Efficient Mammalian Cell Expression and Single-step Purification of Extracellular Glycoproteins for Crystallization.

Daniel L Kober¹, Zeynep Yurtsever², Thomas J Brett³.

Abstract

Production of secreted mammalian proteins for structural and biophysical studies can be challenging, time intensive, and costly. Here described is a time and cost efficient protocol for secreted protein expression in mammalian cells and one step purification using nickel affinity chromatography.

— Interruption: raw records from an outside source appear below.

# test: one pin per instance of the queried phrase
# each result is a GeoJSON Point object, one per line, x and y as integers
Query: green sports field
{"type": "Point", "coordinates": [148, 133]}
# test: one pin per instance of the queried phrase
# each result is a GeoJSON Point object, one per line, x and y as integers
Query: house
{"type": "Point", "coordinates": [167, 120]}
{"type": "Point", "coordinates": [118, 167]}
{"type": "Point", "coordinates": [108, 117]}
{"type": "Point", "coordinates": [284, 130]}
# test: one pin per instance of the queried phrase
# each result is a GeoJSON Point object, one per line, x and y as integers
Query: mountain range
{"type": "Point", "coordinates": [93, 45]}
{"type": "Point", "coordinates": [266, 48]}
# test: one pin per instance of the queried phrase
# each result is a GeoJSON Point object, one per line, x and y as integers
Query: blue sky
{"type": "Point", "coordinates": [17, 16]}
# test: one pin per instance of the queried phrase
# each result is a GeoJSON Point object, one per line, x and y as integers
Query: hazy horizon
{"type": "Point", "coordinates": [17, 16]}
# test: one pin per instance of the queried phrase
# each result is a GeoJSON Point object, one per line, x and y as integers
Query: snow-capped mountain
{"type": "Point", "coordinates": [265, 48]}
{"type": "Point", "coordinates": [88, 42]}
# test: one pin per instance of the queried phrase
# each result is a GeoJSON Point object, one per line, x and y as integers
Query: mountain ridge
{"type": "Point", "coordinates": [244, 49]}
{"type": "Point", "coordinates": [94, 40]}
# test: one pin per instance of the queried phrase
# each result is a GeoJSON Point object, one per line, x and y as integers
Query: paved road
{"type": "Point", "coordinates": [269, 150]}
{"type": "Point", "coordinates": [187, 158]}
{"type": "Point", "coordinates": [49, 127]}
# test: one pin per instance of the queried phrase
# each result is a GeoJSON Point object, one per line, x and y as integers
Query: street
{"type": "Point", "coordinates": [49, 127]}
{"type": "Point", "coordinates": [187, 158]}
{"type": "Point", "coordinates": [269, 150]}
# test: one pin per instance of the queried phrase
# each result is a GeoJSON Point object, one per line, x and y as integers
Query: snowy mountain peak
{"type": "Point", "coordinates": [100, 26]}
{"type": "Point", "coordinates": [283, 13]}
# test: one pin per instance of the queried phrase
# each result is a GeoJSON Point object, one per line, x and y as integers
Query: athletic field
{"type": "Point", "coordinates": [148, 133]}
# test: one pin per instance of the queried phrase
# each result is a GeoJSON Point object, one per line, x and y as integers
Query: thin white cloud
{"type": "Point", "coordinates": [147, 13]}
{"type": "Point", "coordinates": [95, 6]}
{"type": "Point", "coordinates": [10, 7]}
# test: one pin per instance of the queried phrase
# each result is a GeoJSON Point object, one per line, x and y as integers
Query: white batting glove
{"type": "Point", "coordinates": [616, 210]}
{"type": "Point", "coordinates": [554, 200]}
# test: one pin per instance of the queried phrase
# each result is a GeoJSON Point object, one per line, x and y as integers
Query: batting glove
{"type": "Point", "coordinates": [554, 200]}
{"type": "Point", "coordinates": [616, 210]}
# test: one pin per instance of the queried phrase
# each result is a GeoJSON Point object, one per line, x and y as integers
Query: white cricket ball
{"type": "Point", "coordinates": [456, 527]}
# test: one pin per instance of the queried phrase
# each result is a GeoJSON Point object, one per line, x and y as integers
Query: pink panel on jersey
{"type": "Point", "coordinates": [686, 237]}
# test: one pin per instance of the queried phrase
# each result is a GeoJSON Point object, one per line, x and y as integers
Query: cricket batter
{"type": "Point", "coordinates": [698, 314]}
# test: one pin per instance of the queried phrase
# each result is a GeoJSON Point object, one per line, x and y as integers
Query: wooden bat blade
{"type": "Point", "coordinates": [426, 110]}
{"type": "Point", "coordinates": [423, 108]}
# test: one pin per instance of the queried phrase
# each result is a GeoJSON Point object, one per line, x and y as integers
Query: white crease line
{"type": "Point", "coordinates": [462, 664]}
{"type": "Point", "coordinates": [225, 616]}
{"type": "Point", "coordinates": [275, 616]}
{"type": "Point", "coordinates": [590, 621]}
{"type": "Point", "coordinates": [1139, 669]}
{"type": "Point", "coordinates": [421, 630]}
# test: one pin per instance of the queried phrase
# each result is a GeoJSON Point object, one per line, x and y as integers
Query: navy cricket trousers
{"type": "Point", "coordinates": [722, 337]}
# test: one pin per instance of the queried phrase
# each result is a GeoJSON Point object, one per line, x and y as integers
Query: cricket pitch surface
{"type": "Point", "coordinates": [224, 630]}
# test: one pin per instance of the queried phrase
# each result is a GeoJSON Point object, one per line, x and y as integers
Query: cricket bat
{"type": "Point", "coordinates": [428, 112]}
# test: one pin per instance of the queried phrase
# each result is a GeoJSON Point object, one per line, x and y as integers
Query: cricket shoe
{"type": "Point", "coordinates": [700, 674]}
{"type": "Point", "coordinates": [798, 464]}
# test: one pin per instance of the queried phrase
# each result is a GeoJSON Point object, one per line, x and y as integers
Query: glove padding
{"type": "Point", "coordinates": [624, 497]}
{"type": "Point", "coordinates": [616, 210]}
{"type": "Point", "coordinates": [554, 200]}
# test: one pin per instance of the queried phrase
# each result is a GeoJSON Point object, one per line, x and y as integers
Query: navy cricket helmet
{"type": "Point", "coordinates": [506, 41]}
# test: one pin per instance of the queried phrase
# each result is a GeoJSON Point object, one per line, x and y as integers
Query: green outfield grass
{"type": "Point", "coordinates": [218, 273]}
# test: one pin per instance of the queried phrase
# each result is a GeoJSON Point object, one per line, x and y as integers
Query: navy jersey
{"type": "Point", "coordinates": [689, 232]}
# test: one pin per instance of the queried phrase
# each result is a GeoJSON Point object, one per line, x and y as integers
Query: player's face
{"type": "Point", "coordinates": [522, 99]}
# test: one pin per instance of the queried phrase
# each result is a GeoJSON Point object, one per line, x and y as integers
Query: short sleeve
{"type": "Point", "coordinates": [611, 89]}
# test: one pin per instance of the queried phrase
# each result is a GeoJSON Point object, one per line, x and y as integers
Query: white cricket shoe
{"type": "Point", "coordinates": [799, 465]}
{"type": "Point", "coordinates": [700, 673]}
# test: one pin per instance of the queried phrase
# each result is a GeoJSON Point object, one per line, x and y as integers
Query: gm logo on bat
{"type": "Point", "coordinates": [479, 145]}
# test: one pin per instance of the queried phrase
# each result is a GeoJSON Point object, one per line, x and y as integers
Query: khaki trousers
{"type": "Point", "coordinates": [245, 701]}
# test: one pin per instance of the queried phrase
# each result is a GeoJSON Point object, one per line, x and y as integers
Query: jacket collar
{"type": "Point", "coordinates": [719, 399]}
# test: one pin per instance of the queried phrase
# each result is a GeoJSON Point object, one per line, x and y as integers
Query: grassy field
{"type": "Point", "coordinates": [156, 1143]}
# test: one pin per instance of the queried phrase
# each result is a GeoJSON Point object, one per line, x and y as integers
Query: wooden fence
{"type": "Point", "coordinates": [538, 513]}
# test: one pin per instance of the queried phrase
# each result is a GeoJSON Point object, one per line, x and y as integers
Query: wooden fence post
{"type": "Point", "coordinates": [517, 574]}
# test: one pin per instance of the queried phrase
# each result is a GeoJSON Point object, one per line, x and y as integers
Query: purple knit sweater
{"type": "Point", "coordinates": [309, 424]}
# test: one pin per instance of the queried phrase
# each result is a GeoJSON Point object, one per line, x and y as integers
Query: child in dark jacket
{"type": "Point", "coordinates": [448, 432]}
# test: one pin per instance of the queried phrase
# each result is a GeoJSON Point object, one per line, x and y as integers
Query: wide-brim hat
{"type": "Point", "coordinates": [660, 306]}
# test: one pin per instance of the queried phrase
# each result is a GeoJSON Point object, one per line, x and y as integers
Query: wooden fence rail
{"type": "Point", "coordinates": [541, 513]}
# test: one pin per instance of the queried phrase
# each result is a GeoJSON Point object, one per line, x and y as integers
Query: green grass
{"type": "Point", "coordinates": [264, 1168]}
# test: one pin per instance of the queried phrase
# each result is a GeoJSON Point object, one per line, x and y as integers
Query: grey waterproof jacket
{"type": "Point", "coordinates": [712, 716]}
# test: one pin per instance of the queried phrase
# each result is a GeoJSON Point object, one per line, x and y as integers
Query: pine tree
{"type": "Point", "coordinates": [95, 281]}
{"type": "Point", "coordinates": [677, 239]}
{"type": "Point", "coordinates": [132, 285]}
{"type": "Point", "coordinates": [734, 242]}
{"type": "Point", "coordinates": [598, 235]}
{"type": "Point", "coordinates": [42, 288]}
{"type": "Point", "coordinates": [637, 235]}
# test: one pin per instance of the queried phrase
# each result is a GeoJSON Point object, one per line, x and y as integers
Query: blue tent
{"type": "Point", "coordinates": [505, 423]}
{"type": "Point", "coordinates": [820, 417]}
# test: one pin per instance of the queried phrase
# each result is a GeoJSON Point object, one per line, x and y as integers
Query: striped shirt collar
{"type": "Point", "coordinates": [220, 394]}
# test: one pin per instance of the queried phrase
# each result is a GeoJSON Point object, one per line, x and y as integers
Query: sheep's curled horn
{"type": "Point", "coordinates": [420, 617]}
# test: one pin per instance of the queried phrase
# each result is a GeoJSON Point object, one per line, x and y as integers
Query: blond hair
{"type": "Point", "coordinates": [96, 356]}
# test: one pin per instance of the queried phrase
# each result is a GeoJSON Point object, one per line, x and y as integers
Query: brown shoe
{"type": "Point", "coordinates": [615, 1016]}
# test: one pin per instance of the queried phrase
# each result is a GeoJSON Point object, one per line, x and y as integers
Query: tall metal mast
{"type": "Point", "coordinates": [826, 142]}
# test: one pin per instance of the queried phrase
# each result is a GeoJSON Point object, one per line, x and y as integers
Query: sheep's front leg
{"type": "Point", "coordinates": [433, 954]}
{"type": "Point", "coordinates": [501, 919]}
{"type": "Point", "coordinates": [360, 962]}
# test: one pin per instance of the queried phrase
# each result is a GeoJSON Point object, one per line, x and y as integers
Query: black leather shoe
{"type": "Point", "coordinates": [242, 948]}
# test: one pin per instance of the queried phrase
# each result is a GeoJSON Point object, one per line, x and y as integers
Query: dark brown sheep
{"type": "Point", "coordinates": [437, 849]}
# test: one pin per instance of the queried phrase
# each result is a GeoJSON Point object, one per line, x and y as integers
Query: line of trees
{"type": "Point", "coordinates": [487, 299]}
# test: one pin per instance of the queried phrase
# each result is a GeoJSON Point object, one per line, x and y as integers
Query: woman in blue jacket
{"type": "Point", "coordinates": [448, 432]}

The system is based on large scale transient transfection of mammalian cells in suspension, which greatly decreases the time to produce protein, as it eliminates steps, such as developing expression viruses or generating stable expressing cell lines. This protocol utilizes cheap transfection agents, which can be easily made by simple chemical modification, or moderately priced transfection agents, which increase yield through increased transfection efficiency and decreased cytotoxicity. Careful monitoring and maintaining of media glucose levels increases protein yield. Controlling the maturation of native glycans at the expression step increases the final yield of properly folded and functional mammalian proteins, which are ideal properties to pursue X-ray crystallography. In some cases, single step purification produces protein of sufficient purity for crystallization, which is demonstrated here as an example case.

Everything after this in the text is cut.